Comme toute recherche, celle-ci comporte certaines limites et les recherches futures devraient permettre de les dépasser. La première limite se situe au niveau de la population étudiée qui est composée d’établissements du secteur bancaire mais se limite à une seule catégorie d’établissement, les caisses d’épargne et de crédit. Il serait intéressant de reprendre le modèle conceptuel et de l’appliquer à d’autres établissements du secteur bancaire et éventuellement à d’autres secteurs, syndiqués ou non.

Une seconde limite a trait au problème de la simultanéité, c’est-à-dire la situation ou une variable peut être à la fois une cause et un effet. Même si nous avons pris pour acquis que les RI affectent la performance, nos estimations transversales ne nous permettent pas d’exclure la possibilité que la relation entre ces variables aille dans le sens opposé ou qu’elle soit même circulaire. Ce problème est relativement fréquent dans les études et il est abondamment discuté dans la littérature (Le Louarn et Gosselin 2000 ; Becker et Gerhart 1996 ; Huselid et Becker 1996). La stratégie adoptée ici demeure fort convenable car elle s’appuie sur la cohérence du modèle d’analyse que nous avons développé. L’enjeu de la causalité entre les RI et la performance pourrait être examiné en utilisant un système d’équations simultanées ou des banques de données portant sur plusieurs années. Même si les études longitudinales ne permettent pas de régler tous les problèmes méthodologiques (Huselid et Becker 1996), ce genre d’études pourrait être privilégié à l’avenir.
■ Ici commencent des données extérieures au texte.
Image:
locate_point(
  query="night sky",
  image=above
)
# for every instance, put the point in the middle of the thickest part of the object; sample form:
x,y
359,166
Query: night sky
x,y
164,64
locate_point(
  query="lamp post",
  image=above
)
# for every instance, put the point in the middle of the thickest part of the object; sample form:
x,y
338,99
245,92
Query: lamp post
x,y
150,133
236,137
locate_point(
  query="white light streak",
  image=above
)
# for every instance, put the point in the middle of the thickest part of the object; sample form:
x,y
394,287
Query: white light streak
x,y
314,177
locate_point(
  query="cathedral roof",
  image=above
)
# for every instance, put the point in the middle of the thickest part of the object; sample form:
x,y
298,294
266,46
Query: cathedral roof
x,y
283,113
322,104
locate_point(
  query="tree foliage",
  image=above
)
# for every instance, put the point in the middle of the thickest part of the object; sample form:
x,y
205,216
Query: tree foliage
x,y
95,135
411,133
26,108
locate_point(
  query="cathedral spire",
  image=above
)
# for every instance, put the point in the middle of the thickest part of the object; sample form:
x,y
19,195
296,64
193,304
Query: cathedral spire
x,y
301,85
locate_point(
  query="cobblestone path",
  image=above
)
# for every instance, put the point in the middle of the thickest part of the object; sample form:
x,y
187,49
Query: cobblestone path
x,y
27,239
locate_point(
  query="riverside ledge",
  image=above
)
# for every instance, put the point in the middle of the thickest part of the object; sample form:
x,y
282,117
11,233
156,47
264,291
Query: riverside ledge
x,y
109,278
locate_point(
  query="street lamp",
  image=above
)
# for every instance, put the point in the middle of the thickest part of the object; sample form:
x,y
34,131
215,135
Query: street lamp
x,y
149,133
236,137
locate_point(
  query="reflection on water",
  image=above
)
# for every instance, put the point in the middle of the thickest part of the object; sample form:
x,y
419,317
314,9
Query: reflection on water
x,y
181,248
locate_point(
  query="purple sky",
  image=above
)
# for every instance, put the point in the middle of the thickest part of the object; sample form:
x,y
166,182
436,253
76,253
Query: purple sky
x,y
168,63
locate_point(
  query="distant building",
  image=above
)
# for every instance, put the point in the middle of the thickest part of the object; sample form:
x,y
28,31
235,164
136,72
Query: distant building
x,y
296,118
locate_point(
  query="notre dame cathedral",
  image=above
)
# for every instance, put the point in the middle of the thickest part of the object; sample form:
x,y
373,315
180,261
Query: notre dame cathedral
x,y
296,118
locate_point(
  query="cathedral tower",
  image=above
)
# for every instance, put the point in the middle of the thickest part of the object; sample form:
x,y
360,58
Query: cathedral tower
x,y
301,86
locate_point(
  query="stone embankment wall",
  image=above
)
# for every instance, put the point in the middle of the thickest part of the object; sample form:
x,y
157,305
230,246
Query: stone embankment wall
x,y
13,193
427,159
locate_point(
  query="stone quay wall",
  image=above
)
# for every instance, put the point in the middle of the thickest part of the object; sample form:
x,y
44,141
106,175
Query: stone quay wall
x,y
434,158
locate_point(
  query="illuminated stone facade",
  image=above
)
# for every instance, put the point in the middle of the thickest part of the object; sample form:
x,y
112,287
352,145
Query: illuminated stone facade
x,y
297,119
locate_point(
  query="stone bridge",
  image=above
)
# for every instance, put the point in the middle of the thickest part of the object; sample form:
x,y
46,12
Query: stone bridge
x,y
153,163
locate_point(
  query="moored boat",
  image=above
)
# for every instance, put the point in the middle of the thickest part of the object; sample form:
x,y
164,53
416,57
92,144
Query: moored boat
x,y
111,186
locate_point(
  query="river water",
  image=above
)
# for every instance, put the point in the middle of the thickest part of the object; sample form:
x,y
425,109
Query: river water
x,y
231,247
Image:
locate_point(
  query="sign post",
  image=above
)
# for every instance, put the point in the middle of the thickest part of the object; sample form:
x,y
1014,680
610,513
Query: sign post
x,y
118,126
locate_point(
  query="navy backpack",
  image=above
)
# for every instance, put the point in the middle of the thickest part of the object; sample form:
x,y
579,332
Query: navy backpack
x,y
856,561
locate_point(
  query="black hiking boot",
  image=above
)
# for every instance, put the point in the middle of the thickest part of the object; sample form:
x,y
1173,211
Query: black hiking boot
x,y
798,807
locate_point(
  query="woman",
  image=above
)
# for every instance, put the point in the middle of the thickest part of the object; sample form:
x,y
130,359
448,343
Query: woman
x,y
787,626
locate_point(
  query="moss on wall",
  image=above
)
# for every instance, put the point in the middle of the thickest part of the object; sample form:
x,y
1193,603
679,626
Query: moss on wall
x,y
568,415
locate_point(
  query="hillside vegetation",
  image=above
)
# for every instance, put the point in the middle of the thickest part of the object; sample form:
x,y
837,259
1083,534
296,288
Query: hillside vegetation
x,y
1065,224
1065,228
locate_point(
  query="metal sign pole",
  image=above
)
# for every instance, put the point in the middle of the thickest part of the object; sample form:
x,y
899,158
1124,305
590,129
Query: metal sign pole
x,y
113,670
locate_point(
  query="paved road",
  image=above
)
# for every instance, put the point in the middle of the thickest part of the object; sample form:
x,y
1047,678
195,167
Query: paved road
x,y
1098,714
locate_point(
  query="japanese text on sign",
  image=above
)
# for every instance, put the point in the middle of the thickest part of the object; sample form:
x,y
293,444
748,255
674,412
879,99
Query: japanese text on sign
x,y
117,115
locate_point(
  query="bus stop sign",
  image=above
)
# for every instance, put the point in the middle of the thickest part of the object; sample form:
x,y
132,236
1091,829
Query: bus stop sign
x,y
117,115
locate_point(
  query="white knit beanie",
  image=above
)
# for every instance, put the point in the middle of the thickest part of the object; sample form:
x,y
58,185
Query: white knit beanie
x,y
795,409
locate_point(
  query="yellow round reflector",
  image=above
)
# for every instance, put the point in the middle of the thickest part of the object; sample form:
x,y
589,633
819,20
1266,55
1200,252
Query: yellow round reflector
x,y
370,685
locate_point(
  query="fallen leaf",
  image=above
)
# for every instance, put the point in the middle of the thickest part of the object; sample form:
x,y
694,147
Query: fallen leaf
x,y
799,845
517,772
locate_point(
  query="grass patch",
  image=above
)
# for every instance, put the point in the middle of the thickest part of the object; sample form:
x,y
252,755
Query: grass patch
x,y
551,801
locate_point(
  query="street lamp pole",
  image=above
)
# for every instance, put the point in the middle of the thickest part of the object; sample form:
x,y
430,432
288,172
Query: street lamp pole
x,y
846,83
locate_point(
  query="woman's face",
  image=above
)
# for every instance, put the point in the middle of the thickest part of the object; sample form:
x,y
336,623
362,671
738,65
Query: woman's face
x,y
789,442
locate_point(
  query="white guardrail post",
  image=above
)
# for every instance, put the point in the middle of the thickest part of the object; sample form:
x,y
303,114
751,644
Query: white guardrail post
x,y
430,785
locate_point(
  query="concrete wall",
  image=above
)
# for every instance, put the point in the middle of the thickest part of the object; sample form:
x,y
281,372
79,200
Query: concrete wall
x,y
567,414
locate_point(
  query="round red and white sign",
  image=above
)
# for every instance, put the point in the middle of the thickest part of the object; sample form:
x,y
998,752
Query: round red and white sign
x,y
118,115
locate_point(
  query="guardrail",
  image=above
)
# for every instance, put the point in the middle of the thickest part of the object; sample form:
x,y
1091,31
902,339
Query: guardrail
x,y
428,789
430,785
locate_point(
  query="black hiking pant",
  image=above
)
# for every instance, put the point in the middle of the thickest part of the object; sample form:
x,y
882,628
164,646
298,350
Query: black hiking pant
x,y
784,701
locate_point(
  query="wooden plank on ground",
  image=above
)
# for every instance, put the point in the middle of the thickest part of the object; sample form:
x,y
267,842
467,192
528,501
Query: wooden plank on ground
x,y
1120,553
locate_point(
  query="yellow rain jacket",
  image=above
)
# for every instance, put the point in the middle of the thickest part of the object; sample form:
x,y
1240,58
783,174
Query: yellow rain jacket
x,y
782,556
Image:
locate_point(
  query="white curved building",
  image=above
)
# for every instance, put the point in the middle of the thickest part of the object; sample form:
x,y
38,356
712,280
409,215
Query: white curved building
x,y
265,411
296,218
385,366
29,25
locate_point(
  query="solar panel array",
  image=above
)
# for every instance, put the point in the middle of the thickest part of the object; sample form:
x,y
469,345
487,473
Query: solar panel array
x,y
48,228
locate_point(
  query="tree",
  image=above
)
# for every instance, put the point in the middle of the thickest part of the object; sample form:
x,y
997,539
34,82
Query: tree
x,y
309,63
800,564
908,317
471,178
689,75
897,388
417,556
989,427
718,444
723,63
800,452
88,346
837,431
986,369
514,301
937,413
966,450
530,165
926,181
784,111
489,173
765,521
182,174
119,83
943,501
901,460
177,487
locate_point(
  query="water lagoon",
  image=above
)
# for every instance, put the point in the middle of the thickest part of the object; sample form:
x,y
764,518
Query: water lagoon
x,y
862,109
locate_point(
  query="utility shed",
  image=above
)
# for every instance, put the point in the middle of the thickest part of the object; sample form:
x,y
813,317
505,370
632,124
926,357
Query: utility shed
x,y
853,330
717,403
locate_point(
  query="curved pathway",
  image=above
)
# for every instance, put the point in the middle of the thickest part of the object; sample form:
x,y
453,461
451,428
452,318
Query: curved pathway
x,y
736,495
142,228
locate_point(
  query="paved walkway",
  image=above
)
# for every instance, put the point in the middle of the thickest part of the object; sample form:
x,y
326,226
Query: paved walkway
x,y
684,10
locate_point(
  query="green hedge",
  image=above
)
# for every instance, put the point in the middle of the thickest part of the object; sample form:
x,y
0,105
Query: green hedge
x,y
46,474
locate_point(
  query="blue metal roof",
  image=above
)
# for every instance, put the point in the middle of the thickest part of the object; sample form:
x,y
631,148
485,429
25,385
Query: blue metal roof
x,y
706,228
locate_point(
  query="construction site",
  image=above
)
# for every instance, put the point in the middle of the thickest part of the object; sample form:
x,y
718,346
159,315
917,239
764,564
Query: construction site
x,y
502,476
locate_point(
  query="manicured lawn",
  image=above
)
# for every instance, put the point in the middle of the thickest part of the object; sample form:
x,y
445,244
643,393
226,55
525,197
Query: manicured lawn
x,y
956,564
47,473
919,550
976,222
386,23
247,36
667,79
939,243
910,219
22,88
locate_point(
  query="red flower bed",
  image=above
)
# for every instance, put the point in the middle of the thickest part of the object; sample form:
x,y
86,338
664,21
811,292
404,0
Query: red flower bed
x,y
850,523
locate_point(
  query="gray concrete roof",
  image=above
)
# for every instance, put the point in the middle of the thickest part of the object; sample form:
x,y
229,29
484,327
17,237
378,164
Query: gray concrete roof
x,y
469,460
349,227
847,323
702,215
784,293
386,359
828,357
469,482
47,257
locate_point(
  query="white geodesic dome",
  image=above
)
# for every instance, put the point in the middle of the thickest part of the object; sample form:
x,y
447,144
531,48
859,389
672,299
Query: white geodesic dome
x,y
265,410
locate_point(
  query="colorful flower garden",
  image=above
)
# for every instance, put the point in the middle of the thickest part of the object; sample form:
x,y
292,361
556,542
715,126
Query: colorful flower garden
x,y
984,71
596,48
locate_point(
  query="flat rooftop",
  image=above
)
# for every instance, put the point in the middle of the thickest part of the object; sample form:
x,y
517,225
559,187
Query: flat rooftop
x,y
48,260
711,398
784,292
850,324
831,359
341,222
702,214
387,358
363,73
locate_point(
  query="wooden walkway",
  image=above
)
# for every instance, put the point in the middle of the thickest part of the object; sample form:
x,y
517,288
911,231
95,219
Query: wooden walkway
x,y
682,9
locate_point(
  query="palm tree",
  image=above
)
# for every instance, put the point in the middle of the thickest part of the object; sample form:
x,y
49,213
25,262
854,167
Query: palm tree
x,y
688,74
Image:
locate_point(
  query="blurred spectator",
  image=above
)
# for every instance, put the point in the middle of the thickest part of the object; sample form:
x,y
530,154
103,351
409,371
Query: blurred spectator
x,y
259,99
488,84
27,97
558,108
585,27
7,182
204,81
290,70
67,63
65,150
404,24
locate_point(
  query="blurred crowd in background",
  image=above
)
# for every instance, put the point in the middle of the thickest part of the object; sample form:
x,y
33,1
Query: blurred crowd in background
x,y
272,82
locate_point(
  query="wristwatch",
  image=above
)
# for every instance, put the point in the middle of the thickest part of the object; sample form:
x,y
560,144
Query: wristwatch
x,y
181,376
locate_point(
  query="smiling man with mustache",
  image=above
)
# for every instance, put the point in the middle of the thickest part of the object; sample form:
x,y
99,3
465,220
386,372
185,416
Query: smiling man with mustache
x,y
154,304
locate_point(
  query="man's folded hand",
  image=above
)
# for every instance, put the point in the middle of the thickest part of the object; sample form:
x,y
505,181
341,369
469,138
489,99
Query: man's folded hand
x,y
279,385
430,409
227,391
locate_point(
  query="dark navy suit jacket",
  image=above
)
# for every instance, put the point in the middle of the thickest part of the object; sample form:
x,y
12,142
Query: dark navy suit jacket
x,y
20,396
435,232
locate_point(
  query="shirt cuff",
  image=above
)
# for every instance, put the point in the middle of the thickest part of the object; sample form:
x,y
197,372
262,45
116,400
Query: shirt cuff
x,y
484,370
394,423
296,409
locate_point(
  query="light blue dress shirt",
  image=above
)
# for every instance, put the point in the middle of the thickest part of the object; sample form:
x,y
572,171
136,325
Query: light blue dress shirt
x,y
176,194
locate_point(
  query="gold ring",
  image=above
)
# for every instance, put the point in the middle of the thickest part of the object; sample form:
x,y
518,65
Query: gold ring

Pour ce qui est des modèles opérationnels de détermination de la performance économique, il est possible qu’il subsiste des variables susceptibles de l’influencer et qui n’ont pas été prises en compte. Il aurait été intéressant par exemple d’examiner l’effet sur la performance organisationnelle de la stratégie de gestion au niveau de l’établissement, vu l’importance accordée à ce concept en GRH. Des études qualitatives réalisées auprès des acteurs sur le terrain seraient aussi nécessaires pour examiner plus à fond les mécanismes existant entre les RI et la performance de l’entreprise de même que les facteurs impliqués de façon à corroborer les résultats obtenus ici.

À l’instar d’Ichniowski et de ses collègues (1996), nous estimons qu’aucune recherche seule ne sera entièrement convaincante dans ce domaine et la clé pour obtenir des résultats crédibles sera l’accumulation et le recoupement d’études utilisant divers devis comportant chacun leurs forces et leurs faiblesses. La présente recherche ne met évidemment pas un point final à la question de l’impact des RI sur la performance de l’entreprise. Cependant, les éléments de preuve apportés ici contribuent de façon originale à l’avancement de la connaissance sur cette problématique complexe mais importante.